Je suis agriculteur en Meurthe-et-Moselle sur une exploitation de polyculture-élevage en bio depuis 1997 et, par ailleurs, l'un des vice-présidents de l'Agence Bio. Je siège également à l'Institut national de l'origine et de la qualité (INAO), en charge de l'interprétation française du cahier des charges bio européen.

L'agriculture bio représente aujourd'hui 14 % des agriculteurs français, 2,8 millions d'hectares et un marché alimentaire de 12,5 milliards d'euros. Elle est présente partout sur le territoire. À défaut d'être majoritaire, ce système a connu une croissance extrêmement forte. À l'époque de mon installation, nous devions être une centaine en Lorraine. Nous sommes plus de 1 000 aujourd'hui. Mais aujourd'hui, l'agriculture bio traverse une période un peu plus difficile, en raison notamment d'un contexte de baisse de la consommation alimentaire, qui affecte tant le bio que l'agriculture conventionnelle.

80 % des produits bio consommés en France sont français. J'exclus de ce chiffre les produits exotiques, qui ne sont nécessairement pas produits en France, exception faite de la Martinique et de la Guadeloupe. Nous importons quelques produits bio, mais pas beaucoup. Nous sommes également exportateurs. La filière des vins bio, largement exportatrice, se porte assez bien malgré le contexte actuel de ralentissement.

L'agriculture bio dispose d'un cahier des charges très complet de 300 pages qui a été construit au cours des cinquante dernières années. Ce cahier des charges est aujourd'hui européen. Il précise que l'agriculture bio s'appuie sur les cycles naturels et que son objectif est la protection de l'environnement ; ces deux piliers sont déclinés au fil des articles suivants.

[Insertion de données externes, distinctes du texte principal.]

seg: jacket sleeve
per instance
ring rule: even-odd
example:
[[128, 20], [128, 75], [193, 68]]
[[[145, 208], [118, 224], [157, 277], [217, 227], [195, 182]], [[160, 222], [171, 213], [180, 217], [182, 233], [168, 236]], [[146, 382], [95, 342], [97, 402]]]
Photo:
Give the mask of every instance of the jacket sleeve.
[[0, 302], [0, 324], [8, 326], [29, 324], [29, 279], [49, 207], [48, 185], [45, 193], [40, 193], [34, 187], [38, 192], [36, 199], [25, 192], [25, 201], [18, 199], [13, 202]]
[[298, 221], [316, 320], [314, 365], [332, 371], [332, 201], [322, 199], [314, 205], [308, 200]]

Nous utilisons en bio un certain nombre de produits de protection des cultures, mais c'est assez limité. Ils sont précisés à l'annexe 1 du règlement européen. Parmi les quelque 400 produits communément utilisés dans l'agriculture en général, seuls une cinquantaine – parmi les moins agressifs – sont autorisés en bio. Nous connaissons tous des produits tels que le cuivre, le soufre et le vinaigre blanc.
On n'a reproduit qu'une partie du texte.